Je n'ai rédigé que le premier sujet de la série ES sur le désir que je considère être le sujet le plus riche. Pour les autres sujets, notamment pour la série S, je renvoie beaucoup au cours, et me suis donc dispensé de tout rédiger.

Bonne lecture.


BAC 2016 ES :



Sujet 1 : « Savons-nous toujours ce que nous désirons ? »



Remarques préalables :



La question porte essentiellement sur les objets de nos désirs (« ce que nous désirons »), plutôt que sur le désir lui-même. Ainsi, il ne fallait pas réciter la totalité de son cours sur le désir sans relier ce propos à la question posée : il ne s’agit pas d’une dissertation sur le désir « en général ».
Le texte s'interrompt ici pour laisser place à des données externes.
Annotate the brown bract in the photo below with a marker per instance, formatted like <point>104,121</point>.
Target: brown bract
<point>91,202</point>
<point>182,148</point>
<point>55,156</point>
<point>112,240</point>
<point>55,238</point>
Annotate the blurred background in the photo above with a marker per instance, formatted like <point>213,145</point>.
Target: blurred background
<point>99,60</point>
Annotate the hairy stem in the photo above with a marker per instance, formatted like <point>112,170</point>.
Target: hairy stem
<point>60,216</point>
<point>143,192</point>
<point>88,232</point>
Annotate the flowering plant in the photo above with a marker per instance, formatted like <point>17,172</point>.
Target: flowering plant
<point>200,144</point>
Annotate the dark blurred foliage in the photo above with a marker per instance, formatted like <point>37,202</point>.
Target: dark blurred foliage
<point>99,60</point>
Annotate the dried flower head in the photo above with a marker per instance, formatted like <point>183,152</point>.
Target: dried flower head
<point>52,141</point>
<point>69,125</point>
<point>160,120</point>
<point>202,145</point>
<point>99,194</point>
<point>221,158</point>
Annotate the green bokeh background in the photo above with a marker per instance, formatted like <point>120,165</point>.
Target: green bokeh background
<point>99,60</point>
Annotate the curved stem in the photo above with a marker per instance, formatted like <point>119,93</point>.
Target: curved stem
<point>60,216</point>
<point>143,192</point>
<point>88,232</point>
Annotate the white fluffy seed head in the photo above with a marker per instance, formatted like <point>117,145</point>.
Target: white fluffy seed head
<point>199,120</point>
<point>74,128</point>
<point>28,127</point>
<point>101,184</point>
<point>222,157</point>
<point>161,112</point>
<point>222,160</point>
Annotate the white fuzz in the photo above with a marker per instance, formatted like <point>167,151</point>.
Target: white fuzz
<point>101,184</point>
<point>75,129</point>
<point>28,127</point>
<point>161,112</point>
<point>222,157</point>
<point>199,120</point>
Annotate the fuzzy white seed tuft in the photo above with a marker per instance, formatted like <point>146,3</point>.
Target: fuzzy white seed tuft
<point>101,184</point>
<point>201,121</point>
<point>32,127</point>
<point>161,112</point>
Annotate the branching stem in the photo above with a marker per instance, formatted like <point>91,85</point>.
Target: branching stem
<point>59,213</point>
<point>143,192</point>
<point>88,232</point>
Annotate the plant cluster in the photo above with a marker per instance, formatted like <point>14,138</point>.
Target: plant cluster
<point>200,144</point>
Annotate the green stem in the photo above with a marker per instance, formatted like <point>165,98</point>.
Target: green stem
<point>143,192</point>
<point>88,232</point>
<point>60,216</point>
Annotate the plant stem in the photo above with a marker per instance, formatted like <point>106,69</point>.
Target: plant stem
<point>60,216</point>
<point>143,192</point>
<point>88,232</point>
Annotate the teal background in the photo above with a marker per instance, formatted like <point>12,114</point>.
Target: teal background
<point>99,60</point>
            Se demander si nous savons toujours ce que nous désirons pose au moins deux questions : y a-t-il des situations, des moments durant lesquels nous ne savons plus ce que nous désirons réellement ? Et : y a-t-il des désirs qui échappent à toute représentation limpide de ce qui est désiré ? « Toujours » signifie alors ici, soit, « peu importe le désir en question » ; soit, « peu importe la situation dans laquelle nous nous trouvons ». Il nous semble d’abord étonnant, presque absurde, de se demander si nous savons toujours ce que nous désirons. En effet, si nous désirons quelque chose, ou quelqu’un, nous savons bien ce que nous désirons. On imagine mal quelqu’un désirer sans savoir, sans avoir conscience de ce qu’il désire : on n’a pas envie sans avoir envie de quelque chose. Il semble naturel de dire que nous savons toujours ce que nous désirons, justement parce que c’est nous qui désirons : nous sommes les mieux placés pour connaître nos envies. Nous pouvons certes raffiner cette connaissance de nos penchants, en comprenant que, à chaque désir, je ne fais que tendre vers ce que je juge être un bien pour moi, même lorsque je suis porté à agir, semble-t-il, contre ma personne. Néanmoins, le désir étant une attirance vers « ce dont je crois manquer » comme le dit Socrate dans Le Banquet de Platon, j’ai toujours une conscience, même si elle est parfois obscure, de ce que je désire. Ainsi, nous aurions toujours une connaissance, un savoir, ou tout du moins une représentation de ce vers quoi nous tendons, que ce soit un objet, une personne, une relation, ou un état, une situation.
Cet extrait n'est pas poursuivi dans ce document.